A majority of Germans want the EU to stop asylum seekers from entering the bloc in an unauthorized manner but instead have refugees brought over directly from camps, according to a survey published by Welt Am Sonntag.
Fifty-nine percent of the survey’s respondents supported reconfiguring the bloc’s Common European Asylum System to “prevent asylum seekers from entering the EU illegally in the future,” and instead focus on bringing in “more vulnerable people directly from crisis regions.” Thirty percent of respondents were opposed to that scenario while 11 percent were undecided.

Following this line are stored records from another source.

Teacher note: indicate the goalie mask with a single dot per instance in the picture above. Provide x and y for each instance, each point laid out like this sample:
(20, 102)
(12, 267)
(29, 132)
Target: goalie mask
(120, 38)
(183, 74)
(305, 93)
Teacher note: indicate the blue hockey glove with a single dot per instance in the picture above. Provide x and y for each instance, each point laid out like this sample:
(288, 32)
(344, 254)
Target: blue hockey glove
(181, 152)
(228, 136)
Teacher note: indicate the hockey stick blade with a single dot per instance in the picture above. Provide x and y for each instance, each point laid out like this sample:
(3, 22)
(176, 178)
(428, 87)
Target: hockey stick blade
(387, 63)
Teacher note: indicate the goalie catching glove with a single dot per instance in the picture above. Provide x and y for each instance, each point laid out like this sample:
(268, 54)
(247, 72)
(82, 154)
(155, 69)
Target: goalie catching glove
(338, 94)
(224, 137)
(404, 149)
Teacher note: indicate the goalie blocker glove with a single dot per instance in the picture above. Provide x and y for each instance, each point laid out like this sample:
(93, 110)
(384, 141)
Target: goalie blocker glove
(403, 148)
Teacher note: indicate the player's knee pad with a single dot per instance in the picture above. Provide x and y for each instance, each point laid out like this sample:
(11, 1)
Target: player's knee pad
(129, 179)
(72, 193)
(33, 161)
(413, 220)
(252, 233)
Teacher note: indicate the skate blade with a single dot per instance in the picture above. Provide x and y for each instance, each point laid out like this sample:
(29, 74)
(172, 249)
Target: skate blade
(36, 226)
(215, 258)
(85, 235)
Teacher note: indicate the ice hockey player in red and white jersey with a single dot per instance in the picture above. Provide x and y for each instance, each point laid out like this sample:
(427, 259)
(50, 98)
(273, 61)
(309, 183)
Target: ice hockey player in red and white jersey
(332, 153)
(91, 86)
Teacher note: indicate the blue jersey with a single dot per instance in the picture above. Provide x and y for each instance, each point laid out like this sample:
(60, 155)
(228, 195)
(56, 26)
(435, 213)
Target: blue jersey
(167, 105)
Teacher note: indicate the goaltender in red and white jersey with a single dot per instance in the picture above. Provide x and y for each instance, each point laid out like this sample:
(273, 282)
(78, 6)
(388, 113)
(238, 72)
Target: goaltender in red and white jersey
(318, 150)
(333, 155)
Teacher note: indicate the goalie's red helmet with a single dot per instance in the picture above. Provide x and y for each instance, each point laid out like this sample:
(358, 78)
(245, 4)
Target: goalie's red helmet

Following the 2016 refugee crisis, the European Commission put in place measures to reduce irregular migration but its formal proposal on the matter has been delayed several times, and a wider consensus on the bloc’s migration policy has eluded the Council.
While Southern European countries have called for greater solidarity among EU countries, Central and Eastern European governments have so far rejected efforts to get them to accept mandatory quotas of asylum seekers.
Earlier this week German Interior Minister Horst Seehofer said that Germany would attempt to get EU members to reach a political deal on migration reform while Berlin holds the bloc’s rotating Council presidency, a period running until December 31.
Germany has been the EU member to take in the greatest number of asylum seekers from the Turkish refugee camps set up as part of a 2016 deal struck between Brussels and Ankara to stem the flow of refugees entering Europe, resettling 9,967 of the 26,835 migrants brought over, according to Commission figures cited by Welt.